3
BAB II TINJAUAN PUSTAKA 2.1 Pengujian Kayu 2.1.1 Metode Destruktif Metode destruktif merupakan pengujian untuk mengetahui kekuatan kayu maupun hasil produk turunan kayu lainnya yang paling sering digunakan saat ini. Pengujian secara destruktif dianggap merupakan pengujian yang paling baik karena hasilnya mencerminkan kondisi bahan yang sebenarnya (Karlinasari 2007). Alat pengujian mekanis yang biasa digunakan adalah UTM (Universal testing machine) dari berbagai merk.
2.1.2 Metode Nondestruktif American
Society
of
Nondestructive
Testing
(ANST)
(2000)
mendefenisikan NDT&E sebagai metode yang digunakan untuk menguji suatu benda, bahan, atau sistem tanpa merusaknya sehingga masih dapat dimanfaatkan untuk penggunaan. Ditambahkan oleh Ross dan Pellerin (2002) bahwa Nondestructive Testing and Evaluation adalah pengujian sifat fisis mekanis kayu yang tidak menimbulkan kerusakan pada kayu yang diuji, sehingga kayu tersebut masih bisa digunakan kembali setelah dilakukan pengujian. Definisi lain untuk NDT&E menurut Malik et al. (2002) diacu dalam Paradipto (2005) adalah suatu kegiataan mengidentifikasikan sifat fisis dan mekanis suatu bahan tanpa merusak atau mengganggu produk akhir sehingga diperoleh informasi yang tepat terhadap sifat dan kondisi bahan tersebut yang akan berguna untuk menentukan keputusan akhir pemanfaatannya. Ross dan Pellerin (2002) menyatakan ada beberapa metode yang dapat dikategorikan sebagai evaluasi nondestruktif pada kayu yaitu: 1. Evaluasi secara visual: warna dan cacat kayu 2. Tes kimia: komposisi (melalui kehilangan berat, contohnya akibat serangan jamur atau cendawan perusak pada kayu teras Douglas–fir yang berkaitan dengan dengan degradasi komponen hemiselulosa), adanya perlakuan pengawetan dan ketahanan terhadap api
4
3. Tes fisis: kecepatan rambat gelombang (stress wave velocity), emisi akustik, sinar x serta microwave ground penetration radar 4. Tes mekanis: metode defleksi (Machine-Stress-Rated/MSR).

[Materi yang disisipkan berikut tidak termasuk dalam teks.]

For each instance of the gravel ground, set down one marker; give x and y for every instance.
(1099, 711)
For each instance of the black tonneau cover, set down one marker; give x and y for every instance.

Pengujian yang dilakukan pada penelitian ini adalah tes fisis metode kecepatan rambatan gelombang (stress wave velocity, SWV) pada papan partikel. Metode ini dapat digunakan untuk memprediksi sifat-sifat dari berbagai jenis produk turunan kayu, diantaranya adalah kayu komposit struktural, papan partikel, pelapis atap dan lantai, bagian bawah lantai dan medium density fiberboard (MDF) (Ross dan Pellerin 1988, Brashaw 1991 diacu dalam Brashaw et al. 2004).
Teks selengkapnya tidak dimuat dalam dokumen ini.